Brian Conrad, who is a professor of mathematics at Stanford University. His research focuses on the interface of number theory and algebraic geometry.

Henry Louis Gates, Jr., the Alphonse Fletcher University Professor and director of the Hutchins Center for African & African American Research at Harvard University. An award-winning filmmaker, author and cultural critic, Gates has made "distinguished contributions to humanity's growing capacity to recognize, and be uplifted by, diverse forms of literary excellence." according to AASL's citation.
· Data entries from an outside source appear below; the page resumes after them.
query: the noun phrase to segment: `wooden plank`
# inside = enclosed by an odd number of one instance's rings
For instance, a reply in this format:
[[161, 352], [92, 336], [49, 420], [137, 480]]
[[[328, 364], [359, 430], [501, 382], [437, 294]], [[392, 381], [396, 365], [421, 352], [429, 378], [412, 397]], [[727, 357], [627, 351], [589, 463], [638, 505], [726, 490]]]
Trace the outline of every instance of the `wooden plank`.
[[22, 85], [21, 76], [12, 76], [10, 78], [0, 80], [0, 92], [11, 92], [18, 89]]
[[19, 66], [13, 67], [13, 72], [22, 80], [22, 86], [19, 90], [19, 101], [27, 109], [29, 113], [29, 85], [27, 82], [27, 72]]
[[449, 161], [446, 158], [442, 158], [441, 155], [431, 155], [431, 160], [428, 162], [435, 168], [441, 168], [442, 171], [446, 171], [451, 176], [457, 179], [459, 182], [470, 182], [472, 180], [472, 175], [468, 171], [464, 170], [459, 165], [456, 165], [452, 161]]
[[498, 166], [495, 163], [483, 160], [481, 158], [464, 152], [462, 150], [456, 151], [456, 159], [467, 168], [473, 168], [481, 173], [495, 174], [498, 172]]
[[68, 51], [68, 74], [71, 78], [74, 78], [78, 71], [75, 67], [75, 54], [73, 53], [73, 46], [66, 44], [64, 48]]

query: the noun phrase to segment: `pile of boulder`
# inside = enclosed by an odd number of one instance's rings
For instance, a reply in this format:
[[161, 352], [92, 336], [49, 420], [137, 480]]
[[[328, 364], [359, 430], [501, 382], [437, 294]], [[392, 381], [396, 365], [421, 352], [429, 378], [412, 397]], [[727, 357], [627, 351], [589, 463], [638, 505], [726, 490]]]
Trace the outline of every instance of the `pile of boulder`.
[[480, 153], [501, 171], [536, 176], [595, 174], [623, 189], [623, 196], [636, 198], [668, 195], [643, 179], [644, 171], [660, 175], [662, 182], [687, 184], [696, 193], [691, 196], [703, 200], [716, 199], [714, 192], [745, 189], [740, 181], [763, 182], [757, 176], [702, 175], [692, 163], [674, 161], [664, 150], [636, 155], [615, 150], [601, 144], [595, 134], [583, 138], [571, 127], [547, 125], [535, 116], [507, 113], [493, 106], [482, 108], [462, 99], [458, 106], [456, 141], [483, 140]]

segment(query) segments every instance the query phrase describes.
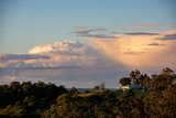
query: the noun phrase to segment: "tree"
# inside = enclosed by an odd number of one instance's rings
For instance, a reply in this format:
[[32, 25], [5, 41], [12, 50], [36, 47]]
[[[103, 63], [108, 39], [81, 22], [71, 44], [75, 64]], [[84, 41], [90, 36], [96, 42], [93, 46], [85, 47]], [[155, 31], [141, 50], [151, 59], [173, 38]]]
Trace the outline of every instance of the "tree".
[[129, 77], [120, 78], [119, 83], [120, 83], [122, 86], [131, 85], [131, 81], [130, 81]]

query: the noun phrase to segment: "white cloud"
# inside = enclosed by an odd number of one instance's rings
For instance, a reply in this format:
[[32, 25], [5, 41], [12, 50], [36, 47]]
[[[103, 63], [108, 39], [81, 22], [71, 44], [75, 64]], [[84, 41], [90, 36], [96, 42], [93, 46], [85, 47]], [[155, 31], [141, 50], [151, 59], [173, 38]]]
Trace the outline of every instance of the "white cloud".
[[90, 87], [102, 82], [108, 83], [109, 87], [116, 87], [117, 77], [122, 76], [127, 71], [122, 64], [113, 62], [100, 50], [77, 41], [38, 45], [29, 53], [25, 54], [28, 57], [23, 55], [2, 57], [1, 64], [6, 66], [1, 66], [0, 78], [3, 79], [3, 83], [12, 81], [10, 75], [15, 76], [15, 81], [36, 82], [41, 79], [64, 84], [67, 87]]
[[[150, 71], [154, 67], [158, 69], [165, 66], [175, 68], [175, 34], [176, 30], [154, 33], [133, 32], [117, 35], [118, 39], [114, 40], [89, 39], [89, 41], [108, 56], [129, 68], [146, 68]], [[168, 40], [168, 36], [172, 40]]]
Jeannie Suk Gersen, the John H. Watson, Jr. Professor of Law at Harvard University, studies the difficulty of doing justice and protecting personal freedoms in areas like artistic expression, speech, cultural identity, pedagogy, psychological trauma, and intimate violence.

William Chester Jordan, who is the Dayton-Stockton Professor of History Emeritus, and director of the Program in Medieval Studies at Princeton University. His research on medieval Europe has included analysis of the Great Famine, the Crusades, the treatment of Jewish populations, the contributions of women to premodern economies, and the legal systems of medieval monarchies.

Karin Öberg, the Thomas Dudley Cabot Professor of the Natural Sciences at Harvard University, who specializes in astrochemistry, studying how chemical processes affect planet formation.

Megan Sykes, the Michael J. Friedlander Professor of Medicine, professor of microbiology and immunology, professor of surgical sciences, and director of the Columbia Center for Translational Immunology at Columbia University. She was recognized for "elucidating basic immunology and carrying its discoveries to clinical application" in conditions ranging from blood cancers to Type I diabetes.

The Barry Prize recipients were honored at an investiture ceremony on October 23 at the Library of Congress in Washington, D.C. AASL gave out its first Barry Prizes last year when the Academy was launched and its initial members inducted. In addition to its awards, AASL seeks to recognize the importance of excellent scholarship and champion "the intellectual rigor and diversity of American colleges, universities, and public intellectual discourse."